Students across the world are struggling to navigate getting an education while surviving a pandemic. While some universities have opened up, some still remain shut and encourage distance learning. But, with financial instability, a diminished college experience, and rising health concerns, some students are choosing to take a break this academic year. We asked four students why they decided to take a gap year and how they are spending it.
Drishti Soni, 22, Mumbai
After finishing my bachelor’s last year, I didn’t know what to do for my master’s. It was a big decision and I am not the type of person who can commit to something that I’m unsure about. I was also diagnosed with anxiety and depression. I just needed time to think and focus on my mental health.
I started my gap year with an internship and then took a few months off to work. After that, I took a solo trip last December, which opened up a lot of things for me. I reconnected with old friends. I finally decided what university I wanted to go to. Next year, I will be in Australia doing my master’s. Currently until my college begins in Australia, I am doing online courses and freelancing as a writer.

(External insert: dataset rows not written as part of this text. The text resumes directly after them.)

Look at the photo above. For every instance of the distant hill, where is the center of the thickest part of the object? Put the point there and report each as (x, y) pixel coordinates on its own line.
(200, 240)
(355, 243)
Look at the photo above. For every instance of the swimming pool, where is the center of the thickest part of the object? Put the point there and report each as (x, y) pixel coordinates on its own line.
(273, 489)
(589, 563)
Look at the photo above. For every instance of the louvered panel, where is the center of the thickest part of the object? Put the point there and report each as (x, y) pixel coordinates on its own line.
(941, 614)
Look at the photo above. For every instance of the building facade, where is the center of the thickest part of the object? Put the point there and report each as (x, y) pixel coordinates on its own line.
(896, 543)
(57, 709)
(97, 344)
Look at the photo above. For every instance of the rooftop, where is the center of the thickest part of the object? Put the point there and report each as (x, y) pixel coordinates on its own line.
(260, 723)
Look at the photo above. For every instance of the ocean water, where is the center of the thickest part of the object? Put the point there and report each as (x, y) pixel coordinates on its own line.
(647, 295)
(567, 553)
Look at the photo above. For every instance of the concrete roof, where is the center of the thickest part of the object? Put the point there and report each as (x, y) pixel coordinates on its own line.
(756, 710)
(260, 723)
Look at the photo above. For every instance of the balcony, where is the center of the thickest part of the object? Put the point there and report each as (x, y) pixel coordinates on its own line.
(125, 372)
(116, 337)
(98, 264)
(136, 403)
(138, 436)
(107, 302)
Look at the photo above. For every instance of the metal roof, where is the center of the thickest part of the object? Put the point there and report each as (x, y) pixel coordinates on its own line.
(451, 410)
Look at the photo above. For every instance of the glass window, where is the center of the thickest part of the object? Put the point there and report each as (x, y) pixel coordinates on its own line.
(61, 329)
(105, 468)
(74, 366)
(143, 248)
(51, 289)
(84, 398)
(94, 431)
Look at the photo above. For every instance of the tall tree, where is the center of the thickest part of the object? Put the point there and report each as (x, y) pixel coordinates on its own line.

During the gap year, at times, I had a lot of free time, it made me feel unproductive and stressed. Being an only child, even though my parents didn’t pressurize me, I felt like I had to be successful to sustain us.
Jonas Jacobs, 19, San Diego
My current goal is to graduate from Northeastern University, Boston with a degree in mechanical engineering.
Our college set up a system to test students regularly, [conduct] contact tracing, and I was excited to go back. But, as much as I want to trust my peers at my school and have faith in them, I know fellow 19-year-olds, they want to party.
I could also be sent home from campus or be locked down in my dorm doing online classes. My housing this year was single-room housing and my roommate decided not to come back to school. It would be like solitary confinement. As a student struggling with ADHD, it isn’t easy to be learning online. I didn’t want my learning or grades to suffer, so I took my second year [at university] off.
I am currently on a job hunt which is proving to be challenging. I’ve been reaching out to former bosses and trying to network to get an opportunity. I am not scared, I know I’ll get a job and be able to use this year to the fullest.
Siddhant Sanghavi, 21, Mumbai
I wanted to take a gap year to work in the fields I want to get into before deciding on a master’s degree to pursue, to make sure that I liked it and that I wasn’t wasting my time and money [on my degree]. I finished my second year of college, and I am on my gap year now. Even though a gap [year] was a part of my plan, more than choosing it, it happened now because of COVID-19. My original plan was to intern at a lot of places to pick what I like, create, write pitches for independent projects and work on myself.
The work aspect hasn’t gone according to plan, but I landed a short internship as a writer. Workplaces look for cheap labour when looking for interns and [people] say there are a lot of jobs out there. But, I care about the profile of the job.
Staying motivated has been a struggle with the change in routine. I have a lot of anxious thoughts about financial instability, the status of the industry and then I get scared that I will make the wrong decision [about my career].
Eli Nathan, 20, New Jersey
I am currently pursuing my bachelor’s [degree], I’m not sure in what yet. The last academic year was my freshman year at the University of Pennsylvania and now I am on my gap year.
My plan this year is to work. 2021 is up in the air. Before COVID-19, I couldn’t imagine taking a year off school. My first semester and a half was amazing, but I realized that university won’t be returning to its pre-pandemic glory in the fall. The second half of the semester was disappointing. I couldn’t learn as much, I couldn’t connect with my professors, I didn’t meet many of my peers. To get the most out of UPenn, I want to be on campus and make use of the resources.
I considered many options like doing an internship, working on a political campaign, or even working on a world commune, but once I got a job offer that I was excited about, I took it. Online school is disappointing and it costs a lot of money. There’s not much of a downside in hitting the pause button on your education and coming back to have a full college experience.